Um dos motivos que levaram Doria a apoiar Bolsonaro foi a aproximação do ex-presidente com Paulo Guedes, ex-ministro da Economia e amigo próximo de Doria, com Sergio Moro, ex-ministro da Justiça do governo Bolsonaro, e outras figuras “liberais, que ele respeitava”.

Doria admitiu que caiu “no conto do Bolsonaro” e que a escolha dos ministros para o governo foi um dos critérios que o enganou. Na época, Bolsonaro ressaltava que todos os seus ministros do primeiro escalão seriam escolhidos a partir de “critérios técnicos”.

O ex-governador mencionou ainda que, quando o ex-presidente Luiz Inácio Lula da Silva venceu as eleições, ele torcia pelo petista e afirmou que ele trazia expectativas para um novo cenário.
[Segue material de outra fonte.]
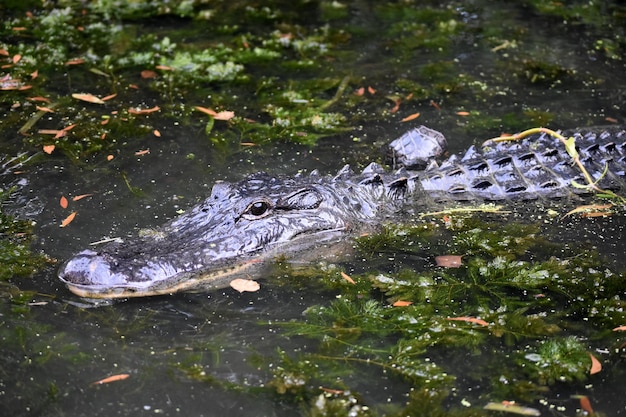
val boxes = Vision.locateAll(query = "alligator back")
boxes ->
[414,129,626,200]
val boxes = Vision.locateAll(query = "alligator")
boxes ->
[59,126,626,298]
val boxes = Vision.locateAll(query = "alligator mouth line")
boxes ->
[61,227,345,299]
[64,259,264,299]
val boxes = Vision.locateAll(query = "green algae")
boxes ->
[250,216,625,415]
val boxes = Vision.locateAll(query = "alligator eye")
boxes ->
[242,200,272,220]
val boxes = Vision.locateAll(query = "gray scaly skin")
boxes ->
[59,127,626,298]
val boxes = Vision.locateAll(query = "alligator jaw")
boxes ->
[59,254,262,299]
[59,228,345,299]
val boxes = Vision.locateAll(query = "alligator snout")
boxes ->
[59,249,180,298]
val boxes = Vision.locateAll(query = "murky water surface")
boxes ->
[0,1,626,416]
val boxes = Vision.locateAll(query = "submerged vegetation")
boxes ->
[0,0,626,416]
[245,218,626,416]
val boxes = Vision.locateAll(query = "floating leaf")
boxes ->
[27,96,50,103]
[589,353,602,375]
[230,278,261,292]
[72,194,93,201]
[72,93,104,104]
[65,58,85,65]
[341,271,356,284]
[562,204,613,218]
[61,211,76,227]
[141,70,158,79]
[194,106,235,120]
[400,112,420,122]
[435,255,463,268]
[446,317,489,327]
[128,106,161,114]
[91,374,130,385]
[483,401,541,416]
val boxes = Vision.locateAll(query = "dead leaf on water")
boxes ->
[483,401,541,416]
[91,374,130,385]
[561,204,613,219]
[72,93,104,104]
[341,271,356,285]
[446,317,489,327]
[72,194,93,201]
[229,278,261,292]
[61,211,77,227]
[128,106,161,114]
[589,353,602,375]
[400,113,420,122]
[435,255,463,268]
[141,70,159,79]
[194,106,235,120]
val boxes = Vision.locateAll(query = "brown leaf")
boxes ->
[435,255,463,268]
[141,70,159,79]
[27,96,50,103]
[72,194,93,201]
[580,395,593,415]
[341,271,356,285]
[562,204,613,218]
[61,211,76,227]
[589,353,602,375]
[229,278,261,292]
[446,317,489,327]
[65,58,85,65]
[128,106,161,114]
[91,374,130,385]
[400,113,420,122]
[72,93,104,104]
[194,106,235,120]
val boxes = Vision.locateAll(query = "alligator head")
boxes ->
[59,173,386,298]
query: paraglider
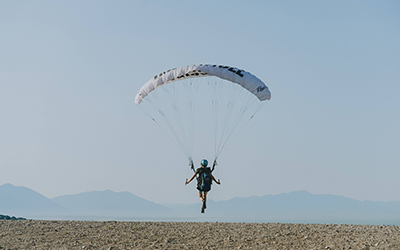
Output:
[135,64,271,211]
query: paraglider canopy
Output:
[135,64,271,104]
[135,64,271,166]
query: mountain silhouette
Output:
[0,183,66,214]
[52,190,170,214]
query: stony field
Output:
[0,220,400,250]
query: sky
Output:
[0,0,400,203]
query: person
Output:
[185,159,221,213]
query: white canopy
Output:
[135,64,271,104]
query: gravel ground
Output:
[0,220,400,250]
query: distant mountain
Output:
[0,184,400,225]
[52,190,170,214]
[0,183,66,215]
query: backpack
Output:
[197,168,212,192]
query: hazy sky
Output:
[0,0,400,203]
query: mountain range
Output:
[0,184,400,225]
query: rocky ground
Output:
[0,220,400,250]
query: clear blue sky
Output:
[0,0,400,203]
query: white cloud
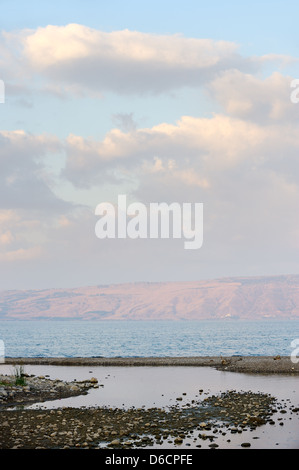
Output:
[3,24,259,96]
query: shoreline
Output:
[0,356,299,375]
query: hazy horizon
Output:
[0,0,299,290]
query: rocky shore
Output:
[0,391,299,449]
[5,356,299,375]
[0,356,299,449]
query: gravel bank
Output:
[0,391,290,449]
[5,356,299,375]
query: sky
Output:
[0,0,299,289]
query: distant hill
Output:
[0,275,299,320]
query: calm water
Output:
[0,320,299,357]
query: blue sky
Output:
[0,0,299,288]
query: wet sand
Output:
[5,356,299,375]
[0,356,299,450]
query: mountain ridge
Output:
[0,274,299,320]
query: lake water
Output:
[0,320,299,357]
[0,364,299,449]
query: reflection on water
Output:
[0,364,299,449]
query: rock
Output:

O ex-tucano chegou a cogitar candidatar-se à Presidência da República, mas devido a questões internas do PSDB, desistiu da candidatura.

A declaração de Doria causou reações nas redes sociais, com muitos apoiadores do atual presidente Bolsonaro o criticando e outros o elogiando pela sinceridade em admitir o erro de ter apoiado Bolsonaro em 2018.

É importante ressaltar que Doria não é o único político que mudou de posição em relação a Bolsonaro. O presidente já teve vários apoiadores que, ao longo do tempo, mudaram de ideia e passaram a criticá-lo, como é o caso do ex-ministro da Saúde Luiz Henrique Mandetta e do governador do Rio de Janeiro, Wilson Witzel.